When we think of the United States impact on Vietnam, we see only suffering. They remember not only the pain of war, but also the unparalleled prosperity, the flood of consumer goods from "the rich country" that touched everyone, from high officials down to the poor who peddled American cigarettes.

A much briefer exposure to American goods during World War II generated the South Pacific "Cargo Cult," whose devotees prayed for the return of the ships and airplanes. The Vietnamese, more sophisticated, know the American supply ships will not come back, and that the Soviets have nothing to send. It was clear, early on, that Communist economic policies were a failure. So the desperate and the ambitious became the boat people.

VIETNAMESE who don't have the connections to qualify for the legal Orderly Departure Program still seek their fortunes in the rich country, no matter how dangerous the voyage may be. Those who succeed remit enough money to their families to create a "gift package economy," even though trade is prohibited. Refugees send cash and goods through Canada and France. Even families receiving public assistance are expected to send home $300 to $1,000 at Tet, the Vietnamese New Year.

Agencies can ship to Vietnam anything from a sewing machine to a Japanese car. Cash goes by mail, disguised with carbon paper to foil currency-detection devices in Vietnam. Vietnamese physicians write prescriptions in English to fill here. Visitors smuggle in dollars, and I have heard of families sending home "ancestral remains" consisting of pig bones filled with gold.

In Ho Chi Minh City, you can buy the most popular American videos, jeans, soft drinks, perfumes, and magazines - all from gift packages. With the packages come photographs: of college graduation scenes, of young men driving black Camaros, of girls in Western bridal dresses. And with the photos come dreams.

The dreams of the young fit, like key and lock, into the memories of the old days, when wealth flowed west across the Pacific.

The international politicians and economists are trying to bring Vietnam into the world community, but economic development, even in a non-communist state, is a slow process.
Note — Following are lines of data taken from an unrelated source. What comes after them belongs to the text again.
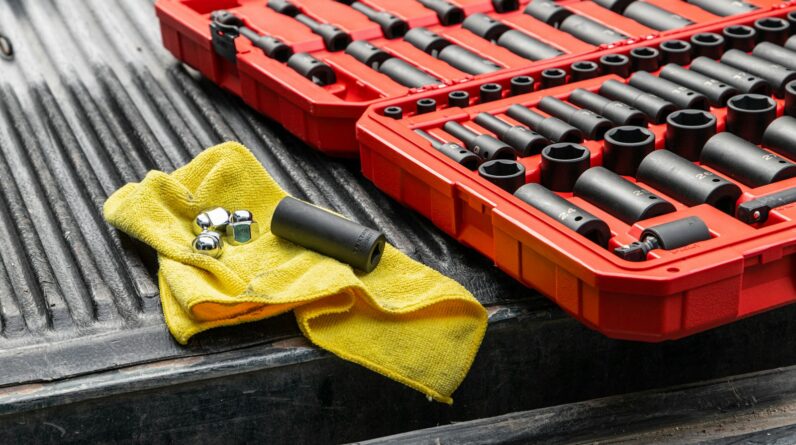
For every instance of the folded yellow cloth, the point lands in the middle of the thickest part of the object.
(403, 320)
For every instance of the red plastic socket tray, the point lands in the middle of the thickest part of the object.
(325, 116)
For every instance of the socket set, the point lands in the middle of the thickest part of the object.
(648, 189)
(316, 65)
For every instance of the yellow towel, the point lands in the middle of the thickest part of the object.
(403, 320)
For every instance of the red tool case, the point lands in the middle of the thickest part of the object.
(742, 270)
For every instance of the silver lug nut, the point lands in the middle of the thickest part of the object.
(214, 220)
(208, 243)
(242, 228)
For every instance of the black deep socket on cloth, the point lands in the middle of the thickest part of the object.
(328, 234)
(459, 99)
(562, 164)
(668, 236)
(748, 115)
(619, 197)
(425, 105)
(334, 38)
(483, 145)
(553, 77)
(740, 37)
(552, 128)
(774, 74)
(454, 55)
(724, 8)
(566, 213)
(687, 182)
(645, 58)
(520, 85)
(676, 51)
(617, 112)
(716, 91)
(506, 174)
(585, 69)
(311, 68)
(773, 30)
(744, 161)
(524, 141)
(452, 150)
(625, 147)
(513, 40)
(677, 94)
(780, 136)
(708, 44)
(742, 81)
(391, 26)
(687, 131)
(592, 125)
(618, 64)
(393, 67)
(654, 107)
(489, 92)
(447, 13)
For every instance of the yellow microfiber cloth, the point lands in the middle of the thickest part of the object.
(403, 320)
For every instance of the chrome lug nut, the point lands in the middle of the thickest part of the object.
(242, 228)
(208, 243)
(214, 220)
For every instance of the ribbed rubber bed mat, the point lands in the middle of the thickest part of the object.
(91, 101)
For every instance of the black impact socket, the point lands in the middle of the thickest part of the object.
(311, 68)
(780, 136)
(675, 93)
(618, 64)
(655, 17)
(447, 13)
(744, 161)
(625, 147)
(774, 74)
(790, 98)
(553, 77)
(523, 140)
(688, 130)
(724, 8)
(742, 81)
(592, 125)
(619, 197)
(748, 115)
(676, 51)
(552, 128)
(453, 151)
(654, 107)
(774, 30)
(489, 92)
(425, 105)
(391, 26)
(484, 145)
(327, 233)
(708, 44)
(716, 91)
(506, 174)
(617, 112)
(565, 212)
(740, 37)
(687, 182)
(645, 58)
(562, 164)
(459, 99)
(394, 112)
(585, 69)
(520, 85)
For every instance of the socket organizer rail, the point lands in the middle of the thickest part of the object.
(652, 197)
(316, 65)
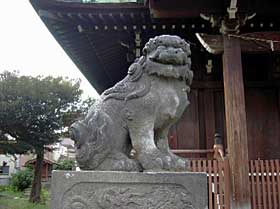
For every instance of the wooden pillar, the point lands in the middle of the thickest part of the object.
(236, 127)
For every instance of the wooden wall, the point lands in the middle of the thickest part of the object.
(205, 116)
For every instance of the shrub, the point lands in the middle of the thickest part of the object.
(22, 179)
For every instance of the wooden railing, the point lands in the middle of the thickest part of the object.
(218, 181)
(264, 182)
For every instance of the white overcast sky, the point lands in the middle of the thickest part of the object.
(27, 46)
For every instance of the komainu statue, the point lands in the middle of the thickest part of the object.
(127, 128)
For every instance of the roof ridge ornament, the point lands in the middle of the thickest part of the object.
(227, 24)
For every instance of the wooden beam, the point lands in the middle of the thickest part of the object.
(237, 142)
(253, 44)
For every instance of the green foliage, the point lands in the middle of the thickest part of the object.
(65, 165)
(22, 180)
(32, 109)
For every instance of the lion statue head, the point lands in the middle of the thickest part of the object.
(163, 56)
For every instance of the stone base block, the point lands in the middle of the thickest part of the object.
(128, 190)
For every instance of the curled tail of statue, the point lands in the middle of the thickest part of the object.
(91, 140)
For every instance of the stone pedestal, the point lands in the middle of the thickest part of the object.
(127, 190)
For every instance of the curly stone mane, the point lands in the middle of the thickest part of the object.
(132, 86)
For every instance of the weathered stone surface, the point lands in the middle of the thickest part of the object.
(135, 115)
(128, 190)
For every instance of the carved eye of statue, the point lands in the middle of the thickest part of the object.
(161, 48)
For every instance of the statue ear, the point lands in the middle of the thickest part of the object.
(145, 51)
(135, 72)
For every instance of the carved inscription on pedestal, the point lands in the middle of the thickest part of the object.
(126, 196)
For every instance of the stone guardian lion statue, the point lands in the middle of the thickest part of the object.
(135, 115)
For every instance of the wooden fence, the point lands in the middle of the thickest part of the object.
(218, 181)
(264, 182)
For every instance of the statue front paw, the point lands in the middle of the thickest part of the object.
(155, 160)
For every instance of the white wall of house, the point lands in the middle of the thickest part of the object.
(11, 162)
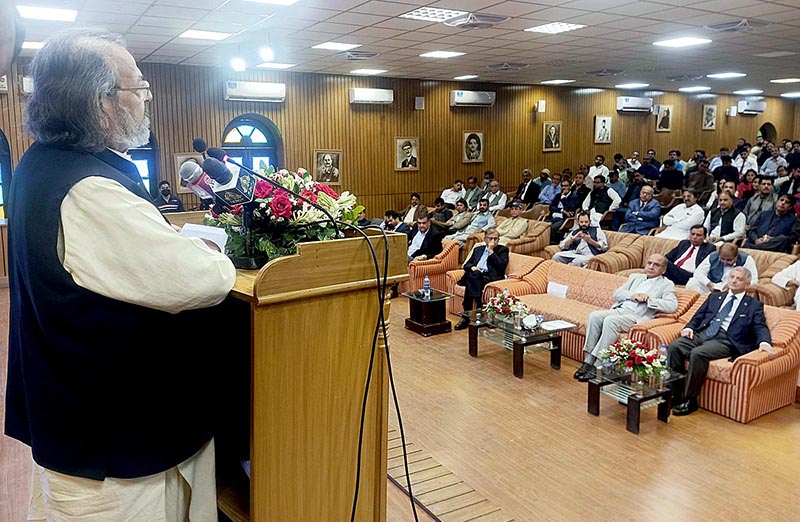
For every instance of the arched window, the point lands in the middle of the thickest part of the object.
(251, 138)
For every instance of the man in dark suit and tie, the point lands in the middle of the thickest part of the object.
(728, 324)
(684, 258)
(487, 263)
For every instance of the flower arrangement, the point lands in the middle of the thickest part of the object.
(634, 357)
(507, 305)
(280, 220)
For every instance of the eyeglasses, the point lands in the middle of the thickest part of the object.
(142, 91)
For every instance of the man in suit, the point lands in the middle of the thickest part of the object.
(487, 263)
(728, 324)
(638, 300)
(426, 243)
(643, 214)
(687, 256)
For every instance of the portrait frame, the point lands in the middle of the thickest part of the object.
(664, 118)
(554, 143)
(400, 156)
(466, 136)
(599, 119)
(705, 123)
(336, 157)
(178, 185)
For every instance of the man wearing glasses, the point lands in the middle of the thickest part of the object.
(118, 420)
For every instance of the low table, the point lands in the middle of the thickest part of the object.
(618, 387)
(428, 316)
(519, 338)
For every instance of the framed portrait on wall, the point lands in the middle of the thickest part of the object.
(472, 147)
(552, 136)
(709, 117)
(406, 154)
(327, 166)
(664, 118)
(178, 185)
(602, 128)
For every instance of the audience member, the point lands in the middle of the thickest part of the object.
(583, 243)
(713, 334)
(487, 263)
(714, 271)
(682, 217)
(639, 299)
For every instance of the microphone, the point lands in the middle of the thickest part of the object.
(196, 180)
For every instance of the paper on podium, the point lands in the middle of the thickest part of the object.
(214, 234)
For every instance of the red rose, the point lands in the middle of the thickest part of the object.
(281, 205)
(263, 189)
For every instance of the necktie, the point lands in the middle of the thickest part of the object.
(685, 258)
(716, 324)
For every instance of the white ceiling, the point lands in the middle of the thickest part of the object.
(619, 36)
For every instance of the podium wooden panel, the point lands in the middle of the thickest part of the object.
(312, 321)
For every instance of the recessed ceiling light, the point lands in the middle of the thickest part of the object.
(432, 14)
(725, 76)
(47, 13)
(554, 28)
(686, 41)
(368, 72)
(335, 46)
(441, 54)
(204, 35)
(556, 82)
(274, 65)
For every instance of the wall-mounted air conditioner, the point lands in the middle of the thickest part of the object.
(633, 104)
(747, 107)
(255, 91)
(472, 98)
(379, 96)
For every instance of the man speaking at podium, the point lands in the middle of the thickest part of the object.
(116, 413)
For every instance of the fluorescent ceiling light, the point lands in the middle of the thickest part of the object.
(47, 13)
(204, 35)
(368, 72)
(274, 65)
(335, 46)
(725, 76)
(441, 54)
(686, 41)
(432, 14)
(554, 28)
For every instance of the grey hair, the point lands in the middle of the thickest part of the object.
(71, 74)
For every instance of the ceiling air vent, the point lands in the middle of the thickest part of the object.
(506, 66)
(743, 25)
(476, 21)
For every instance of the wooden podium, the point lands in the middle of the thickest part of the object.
(312, 318)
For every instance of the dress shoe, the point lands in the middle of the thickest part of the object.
(685, 408)
(462, 324)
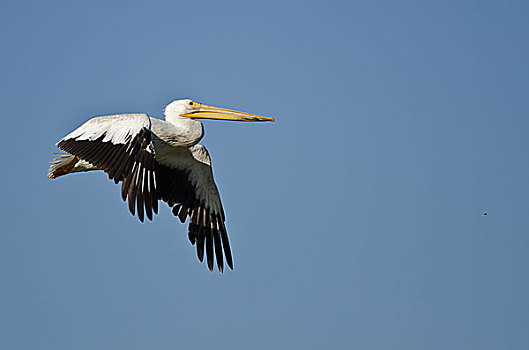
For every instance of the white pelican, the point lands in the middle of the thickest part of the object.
(158, 160)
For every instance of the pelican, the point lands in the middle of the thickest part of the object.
(158, 160)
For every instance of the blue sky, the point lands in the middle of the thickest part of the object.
(356, 220)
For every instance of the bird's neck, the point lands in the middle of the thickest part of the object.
(188, 131)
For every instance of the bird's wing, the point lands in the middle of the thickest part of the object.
(185, 182)
(121, 146)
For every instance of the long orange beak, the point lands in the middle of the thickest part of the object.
(208, 112)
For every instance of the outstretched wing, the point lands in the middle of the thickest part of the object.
(121, 146)
(185, 182)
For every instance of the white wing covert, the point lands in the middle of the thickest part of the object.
(121, 146)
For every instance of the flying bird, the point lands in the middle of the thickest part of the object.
(158, 160)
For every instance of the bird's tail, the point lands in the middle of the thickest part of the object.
(62, 165)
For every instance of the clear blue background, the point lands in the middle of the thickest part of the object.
(356, 219)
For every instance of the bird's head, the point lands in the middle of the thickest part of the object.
(194, 110)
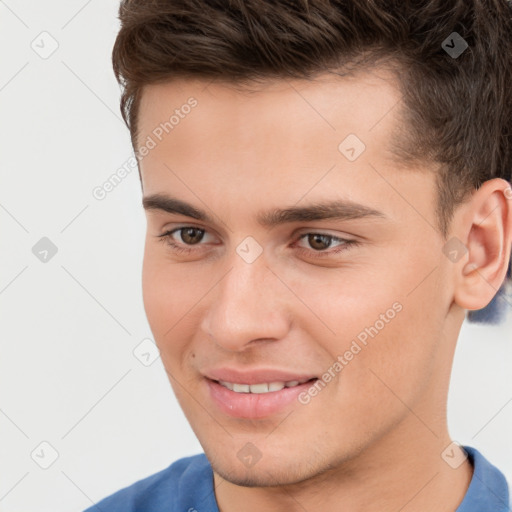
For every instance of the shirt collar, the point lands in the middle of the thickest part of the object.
(488, 489)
The young want action now.

Why should they stay home and forget their dreams, when their history is filled with promises made and broken? The Americans promised freedom and prosperity - and then abandoned their own children, the Amerasians, to beg in the streets. The communists told them, in Ho Chi Minh's famous phrase, that "nothing is more important than freedom and independence," and gave them instead reeducation camps and subservience to Moscow.

But for those refugees who have succeeded in the rich country, the promise of freedom and abundance really has been fulfilled.

Vietnam should be recognized, serious internal economic reforms should be encouraged, and aid should come from the West. These are long overdue. But to expect that recognition, development aid, and forced repatriation will stop the boat people is unrealistic. The Vietnamese left in poor villages, urban slums, and refugee camps throughout Southeast Asia, won't easily let go of their dream. It's the only dream that has come true. y.